Does anyone know of a site or online resource that lists the characters of the Bible by chapter and/or book?


...besides the Bible (for those that might be tempted).


----------



## Contra_Mundum (Sep 9, 2013)

I have this book (it must have been given to me). It is not precisely what you describe as your wish. It is an alphabetical resource. Most entries are fairly short, stick to the facts, may give several persons with the same name. Some "high value" individuals have articles devoted to their description. I do not know (because the reference is at work) if there is a Scripture index, which would therefore give you all the entries in a single book

New International Encyclopedia of Bible Characters: Paul D. Gardner: 0025986240073: Amazon.com: Books


----------



## jandrusk (Sep 9, 2013)

How about this?

Complete Bible Genealogy - Jesus family tree - Kings of Judah and Israel


----------



## xirtam (Sep 9, 2013)

That is pretty good, but I'd still have to search and compile a list. I will use that if I can't get anything else. It looks like a good resource though.

I'm doing a Bible survey course and I'm to read the bible doing a surface level summary of predetermined portions at a time. Before I started I had asked the professor three times if I had to include the names of each character in the passage, but he did not respond.
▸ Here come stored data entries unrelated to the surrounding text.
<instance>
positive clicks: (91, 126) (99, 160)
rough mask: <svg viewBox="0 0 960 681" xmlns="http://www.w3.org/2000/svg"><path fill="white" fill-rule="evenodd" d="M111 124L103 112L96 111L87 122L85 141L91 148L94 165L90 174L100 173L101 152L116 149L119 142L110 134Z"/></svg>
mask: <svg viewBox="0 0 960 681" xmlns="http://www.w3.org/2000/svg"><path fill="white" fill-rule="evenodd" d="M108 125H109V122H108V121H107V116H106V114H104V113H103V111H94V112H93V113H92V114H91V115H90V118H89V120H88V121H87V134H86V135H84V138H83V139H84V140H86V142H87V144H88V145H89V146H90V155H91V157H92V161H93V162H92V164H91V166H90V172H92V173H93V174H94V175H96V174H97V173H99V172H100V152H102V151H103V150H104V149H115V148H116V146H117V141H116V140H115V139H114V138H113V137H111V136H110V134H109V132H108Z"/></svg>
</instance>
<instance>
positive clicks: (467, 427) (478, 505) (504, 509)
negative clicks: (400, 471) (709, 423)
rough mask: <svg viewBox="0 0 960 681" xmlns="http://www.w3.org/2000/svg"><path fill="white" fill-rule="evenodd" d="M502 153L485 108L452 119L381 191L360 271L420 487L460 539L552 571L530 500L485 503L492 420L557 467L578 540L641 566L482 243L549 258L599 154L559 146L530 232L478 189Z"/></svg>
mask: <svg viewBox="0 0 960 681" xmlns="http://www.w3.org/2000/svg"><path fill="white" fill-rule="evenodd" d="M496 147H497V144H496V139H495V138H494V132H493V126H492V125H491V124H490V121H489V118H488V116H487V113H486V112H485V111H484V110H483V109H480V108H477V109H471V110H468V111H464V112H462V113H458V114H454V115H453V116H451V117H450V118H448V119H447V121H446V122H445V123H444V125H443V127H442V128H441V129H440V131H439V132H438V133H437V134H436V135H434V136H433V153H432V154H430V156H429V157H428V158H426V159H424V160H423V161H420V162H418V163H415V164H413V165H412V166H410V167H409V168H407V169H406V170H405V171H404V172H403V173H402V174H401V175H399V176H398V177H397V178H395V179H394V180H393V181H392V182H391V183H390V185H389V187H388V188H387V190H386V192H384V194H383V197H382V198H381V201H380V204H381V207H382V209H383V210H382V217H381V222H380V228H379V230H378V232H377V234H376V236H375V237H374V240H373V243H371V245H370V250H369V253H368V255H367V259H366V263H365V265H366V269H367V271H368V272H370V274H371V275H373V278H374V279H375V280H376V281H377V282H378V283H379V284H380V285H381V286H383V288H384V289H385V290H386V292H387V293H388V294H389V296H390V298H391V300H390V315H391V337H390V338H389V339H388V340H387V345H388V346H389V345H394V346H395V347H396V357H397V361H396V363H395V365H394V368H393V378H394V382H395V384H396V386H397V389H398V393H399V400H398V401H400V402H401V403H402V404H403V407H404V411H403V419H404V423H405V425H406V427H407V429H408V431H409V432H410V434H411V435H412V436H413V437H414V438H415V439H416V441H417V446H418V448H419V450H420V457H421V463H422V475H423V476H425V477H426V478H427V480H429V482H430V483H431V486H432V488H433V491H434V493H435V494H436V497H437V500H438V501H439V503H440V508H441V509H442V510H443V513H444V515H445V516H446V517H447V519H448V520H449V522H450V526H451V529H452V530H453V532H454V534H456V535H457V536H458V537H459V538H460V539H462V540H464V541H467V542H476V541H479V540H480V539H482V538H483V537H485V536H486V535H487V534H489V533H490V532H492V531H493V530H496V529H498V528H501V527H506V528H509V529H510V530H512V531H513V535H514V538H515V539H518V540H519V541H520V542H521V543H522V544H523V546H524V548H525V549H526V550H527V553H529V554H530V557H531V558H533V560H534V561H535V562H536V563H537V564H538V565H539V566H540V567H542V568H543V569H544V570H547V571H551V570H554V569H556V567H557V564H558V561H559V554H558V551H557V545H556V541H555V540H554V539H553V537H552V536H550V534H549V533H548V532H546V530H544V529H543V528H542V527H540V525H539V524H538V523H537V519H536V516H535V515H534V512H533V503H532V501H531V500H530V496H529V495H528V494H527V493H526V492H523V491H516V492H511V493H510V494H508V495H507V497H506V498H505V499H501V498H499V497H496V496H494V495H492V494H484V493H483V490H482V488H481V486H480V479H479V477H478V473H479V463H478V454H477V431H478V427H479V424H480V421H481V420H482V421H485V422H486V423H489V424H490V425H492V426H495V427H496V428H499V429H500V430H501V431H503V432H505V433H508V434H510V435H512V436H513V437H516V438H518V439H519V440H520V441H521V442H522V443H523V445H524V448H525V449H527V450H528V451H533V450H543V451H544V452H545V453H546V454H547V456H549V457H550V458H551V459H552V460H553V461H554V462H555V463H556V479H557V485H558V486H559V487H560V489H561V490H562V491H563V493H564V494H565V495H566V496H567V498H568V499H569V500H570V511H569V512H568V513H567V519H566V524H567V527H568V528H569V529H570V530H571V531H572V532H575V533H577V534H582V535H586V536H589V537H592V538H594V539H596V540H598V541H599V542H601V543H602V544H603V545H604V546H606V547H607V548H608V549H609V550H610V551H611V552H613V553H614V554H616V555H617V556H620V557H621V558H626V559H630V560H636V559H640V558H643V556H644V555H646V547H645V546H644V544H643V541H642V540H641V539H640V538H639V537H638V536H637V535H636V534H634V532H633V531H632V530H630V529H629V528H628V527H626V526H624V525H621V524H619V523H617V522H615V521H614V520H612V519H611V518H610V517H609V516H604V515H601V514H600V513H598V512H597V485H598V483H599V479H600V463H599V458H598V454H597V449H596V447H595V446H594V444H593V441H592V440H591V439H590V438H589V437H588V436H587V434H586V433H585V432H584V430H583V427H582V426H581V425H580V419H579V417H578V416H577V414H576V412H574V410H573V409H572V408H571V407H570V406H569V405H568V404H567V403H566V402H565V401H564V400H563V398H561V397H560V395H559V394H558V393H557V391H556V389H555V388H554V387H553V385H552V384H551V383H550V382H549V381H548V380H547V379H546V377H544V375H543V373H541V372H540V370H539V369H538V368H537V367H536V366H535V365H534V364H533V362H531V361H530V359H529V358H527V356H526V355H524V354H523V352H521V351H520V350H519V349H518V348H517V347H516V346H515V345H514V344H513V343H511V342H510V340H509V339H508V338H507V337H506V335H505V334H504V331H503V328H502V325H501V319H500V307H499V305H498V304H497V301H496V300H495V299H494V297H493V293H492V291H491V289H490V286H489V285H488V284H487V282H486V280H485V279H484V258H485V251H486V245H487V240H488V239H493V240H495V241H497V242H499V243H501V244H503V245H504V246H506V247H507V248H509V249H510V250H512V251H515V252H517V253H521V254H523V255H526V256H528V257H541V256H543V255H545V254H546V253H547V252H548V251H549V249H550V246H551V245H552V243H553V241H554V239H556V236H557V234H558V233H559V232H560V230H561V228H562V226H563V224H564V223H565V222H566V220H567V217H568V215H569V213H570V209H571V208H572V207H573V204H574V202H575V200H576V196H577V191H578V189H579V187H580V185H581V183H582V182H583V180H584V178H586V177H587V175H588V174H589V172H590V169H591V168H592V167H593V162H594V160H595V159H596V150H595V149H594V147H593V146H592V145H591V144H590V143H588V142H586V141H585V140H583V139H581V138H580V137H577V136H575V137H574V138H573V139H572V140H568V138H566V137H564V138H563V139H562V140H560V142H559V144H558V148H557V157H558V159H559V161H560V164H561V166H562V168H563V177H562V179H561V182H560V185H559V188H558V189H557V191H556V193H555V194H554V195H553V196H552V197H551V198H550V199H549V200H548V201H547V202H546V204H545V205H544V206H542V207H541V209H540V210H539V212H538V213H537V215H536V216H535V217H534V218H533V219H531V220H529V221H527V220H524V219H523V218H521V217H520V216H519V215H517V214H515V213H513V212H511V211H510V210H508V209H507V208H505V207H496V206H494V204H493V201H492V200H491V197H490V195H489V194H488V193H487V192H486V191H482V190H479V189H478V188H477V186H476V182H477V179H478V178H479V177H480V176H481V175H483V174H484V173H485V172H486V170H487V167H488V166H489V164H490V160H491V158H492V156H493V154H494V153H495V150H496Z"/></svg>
I am over half finished with the summaries, but did not write down the major characters, so now I'm trying to "go back" and gather the names without having to read over again. 

I know it does not hurt to read the Bible, but I am doing two online courses, Hebrew being the other and I have a new born and a family that does not allow for long periods of study.

Any other resources would be appreciated.


----------



## xirtam (Sep 9, 2013)

I have been informed that the Logos Bible software program that I own does this with a click of a button. 


If you have any other resources, I'll still check them out.

In Christ,


----------